Because things change. Operating systems change. Applications grow and evolve and the newest version of, say Adobe After Effects will not read files created by the oldest version. (This is even true of the 20 year old Adobe Photoshop, yet they’ve done a better job of most of perpetuating their file format. And some folks say that’s one of their biggest problems.)
I think this year it’s because I was reading a book I picked up on Borders’ discount table for $3.99 by computer journalist Steven Levy, called The Perfect Thing—about the development and launch—right after 9/11—of the iPod, a device that changed (say it with me): everything. (Later, I found Levy’s book for 50 cents at Amazon, but that’s neither here or there.)
So I went from iPod nostalgia—where I took out our old first-gen iPod and powered it up and verified that yep, it still plays songs and the screen still had Chicago type—to watching a couple of old Steve Jobs product introductions (“behold, the tangerine iBook!“) to looking pensively at an old After Effects 3.1 project file from 1997 (hey, not so long ago) and wondering if it would work in nice, shiny, After Effects CS4 on my nice shiny Intel iMac running Shiny..er, Snowy Leopard.
Um, no, it would not. However, the error dialog sensibly and helpfully suggested that maybe I could save it in a version of AE that was later than AE 3.1 and earlier than the current one.
Turns out, the ideal middleman for that is After Effects 6.5 and because, yeah, I have a drawer full of old Adobe disks, I could install it…except, hm, there’s no way it’ll run on Snow Leopard on an Intel machine. And certainly not one running full 64 bit. Well, okay, I need a PowerPC machine running Tiger (Mac OS 10.4).
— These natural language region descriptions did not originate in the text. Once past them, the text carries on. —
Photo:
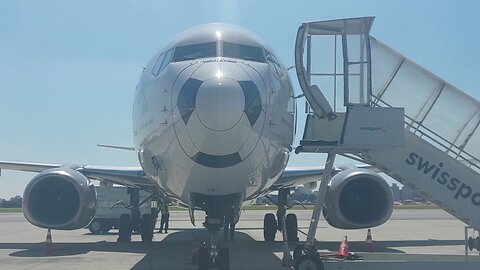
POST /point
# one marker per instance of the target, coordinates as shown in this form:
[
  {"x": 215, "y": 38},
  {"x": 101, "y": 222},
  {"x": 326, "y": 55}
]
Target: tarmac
[{"x": 419, "y": 239}]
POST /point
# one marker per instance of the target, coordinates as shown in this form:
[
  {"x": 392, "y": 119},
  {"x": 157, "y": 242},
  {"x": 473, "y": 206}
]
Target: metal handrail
[{"x": 436, "y": 138}]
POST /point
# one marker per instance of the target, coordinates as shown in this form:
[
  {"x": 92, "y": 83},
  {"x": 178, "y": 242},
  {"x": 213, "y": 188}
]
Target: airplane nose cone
[{"x": 220, "y": 104}]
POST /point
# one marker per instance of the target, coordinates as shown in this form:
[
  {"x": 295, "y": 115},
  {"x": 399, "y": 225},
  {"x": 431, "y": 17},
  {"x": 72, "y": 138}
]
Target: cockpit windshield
[
  {"x": 194, "y": 51},
  {"x": 245, "y": 52},
  {"x": 205, "y": 50}
]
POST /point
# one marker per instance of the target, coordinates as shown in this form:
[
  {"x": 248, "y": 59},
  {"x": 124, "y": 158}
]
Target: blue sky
[{"x": 68, "y": 69}]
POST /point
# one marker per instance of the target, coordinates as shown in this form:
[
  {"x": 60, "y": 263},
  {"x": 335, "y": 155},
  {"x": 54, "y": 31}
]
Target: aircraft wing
[
  {"x": 127, "y": 176},
  {"x": 295, "y": 176}
]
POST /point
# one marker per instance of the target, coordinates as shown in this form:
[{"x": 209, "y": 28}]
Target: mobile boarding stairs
[{"x": 370, "y": 103}]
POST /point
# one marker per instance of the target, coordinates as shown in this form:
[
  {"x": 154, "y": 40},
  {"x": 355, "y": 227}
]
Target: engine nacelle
[
  {"x": 358, "y": 198},
  {"x": 61, "y": 199}
]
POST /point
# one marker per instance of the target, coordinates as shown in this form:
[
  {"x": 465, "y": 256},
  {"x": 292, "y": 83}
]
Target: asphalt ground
[{"x": 410, "y": 235}]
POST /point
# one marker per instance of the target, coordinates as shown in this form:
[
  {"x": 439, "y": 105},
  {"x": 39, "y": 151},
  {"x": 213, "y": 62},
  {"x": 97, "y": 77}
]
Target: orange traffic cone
[
  {"x": 369, "y": 242},
  {"x": 343, "y": 249},
  {"x": 195, "y": 248},
  {"x": 48, "y": 248}
]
Fortunately, my sister-in-law’s Titanium laptop was recently retired and sits here awaiting a good retirement-home (one where it can be babied and always plugged in)…and sure enough, AE 6.5 installs and runs on that system like a champ, and I was able to open and save the project file and send it over to my modern iMac and ta-da! It opened in After Effects CS4.
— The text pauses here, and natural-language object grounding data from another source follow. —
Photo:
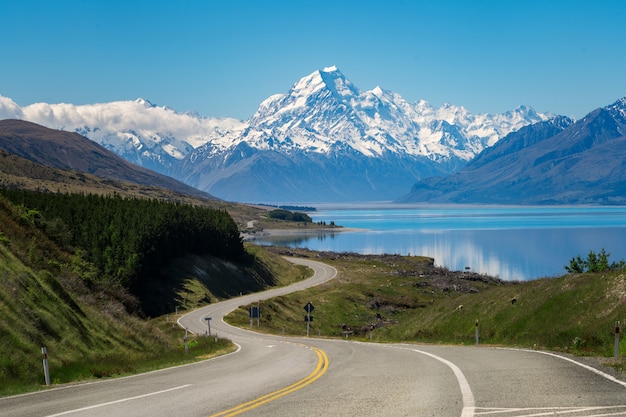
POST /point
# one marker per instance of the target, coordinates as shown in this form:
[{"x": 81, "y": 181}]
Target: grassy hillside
[{"x": 408, "y": 299}]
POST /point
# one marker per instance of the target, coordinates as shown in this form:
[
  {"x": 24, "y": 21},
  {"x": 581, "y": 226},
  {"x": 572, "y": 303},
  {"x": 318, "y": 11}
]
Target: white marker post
[
  {"x": 46, "y": 370},
  {"x": 617, "y": 326},
  {"x": 476, "y": 332},
  {"x": 208, "y": 321}
]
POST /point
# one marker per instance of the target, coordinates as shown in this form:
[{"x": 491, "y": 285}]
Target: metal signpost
[
  {"x": 617, "y": 329},
  {"x": 208, "y": 320},
  {"x": 309, "y": 309},
  {"x": 46, "y": 369}
]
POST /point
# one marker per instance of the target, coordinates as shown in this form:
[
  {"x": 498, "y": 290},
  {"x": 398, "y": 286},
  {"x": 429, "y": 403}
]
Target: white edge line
[
  {"x": 91, "y": 407},
  {"x": 115, "y": 379},
  {"x": 590, "y": 368},
  {"x": 469, "y": 405}
]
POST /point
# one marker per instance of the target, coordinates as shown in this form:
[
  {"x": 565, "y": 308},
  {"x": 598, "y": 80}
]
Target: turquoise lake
[{"x": 513, "y": 243}]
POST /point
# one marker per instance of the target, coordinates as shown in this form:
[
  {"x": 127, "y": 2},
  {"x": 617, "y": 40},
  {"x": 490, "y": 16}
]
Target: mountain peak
[{"x": 146, "y": 103}]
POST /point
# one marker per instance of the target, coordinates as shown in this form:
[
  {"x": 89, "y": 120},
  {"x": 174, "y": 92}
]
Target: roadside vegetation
[
  {"x": 98, "y": 282},
  {"x": 391, "y": 298}
]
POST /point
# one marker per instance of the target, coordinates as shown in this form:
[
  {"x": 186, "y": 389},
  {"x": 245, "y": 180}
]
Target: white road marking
[
  {"x": 469, "y": 404},
  {"x": 590, "y": 368},
  {"x": 118, "y": 401},
  {"x": 551, "y": 411}
]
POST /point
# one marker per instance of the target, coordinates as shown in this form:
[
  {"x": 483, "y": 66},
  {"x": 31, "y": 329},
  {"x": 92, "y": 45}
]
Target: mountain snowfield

Except most of the footage was missing (okay, I could find much of it on other CD backups) and some of that footage used an obsolete Quicktime codec that only runs on old PowerPC machines running 10.4 Tiger or so and…well…short story, the Titanium was able to transcode that video, one clip at a time, into the modern Apple ProRes codec that I would have killed to have worked with back in 1997.
And then there was a 3D move for which I had the Electric Image project file, and because the version of Electric Image (a 3d rendering program from the dawn of computer time) I have is indeed ancient and yet still runs (in Rosetta) even on Snow Leopard (!!) I was able to open up the project file and rerender the 3d move in what seems like a tiny fraction of the original time.
And so finally, there was my project, right exactly where I left it back in 1997, down to the last kerned character and reflected highlight, running on a modern 64 bit machine.
Moral: keep a PowerPC Mac alive—if on life support—running 10.4. Well, that’s not the only way to have done it, but it’s certainly one path to backward compatibility. And why is backward compatibility at all important? (I mean, it’s not like Time Warner’s gonna call me up now and say we need you to do that Bay News 9 project again. For one thing, they don’t even own Bay News 9 anymore.)
So why go to this Rube Goldbergian trouble? I guess I just think there’s something sacred about hitting ‘save’ on a project or on image and any sort of computer file and having the confidence that 15 or 20 years later, I can still read that file. Or I can go through some process to rehydrate it and breathe life into it. It seems important. And, it seems, it’s not a process that happens easily unless you stay on top of what is compatible with what—which certainly can be a full-time job.
Otherwise, what does ‘save’ mean, exactly?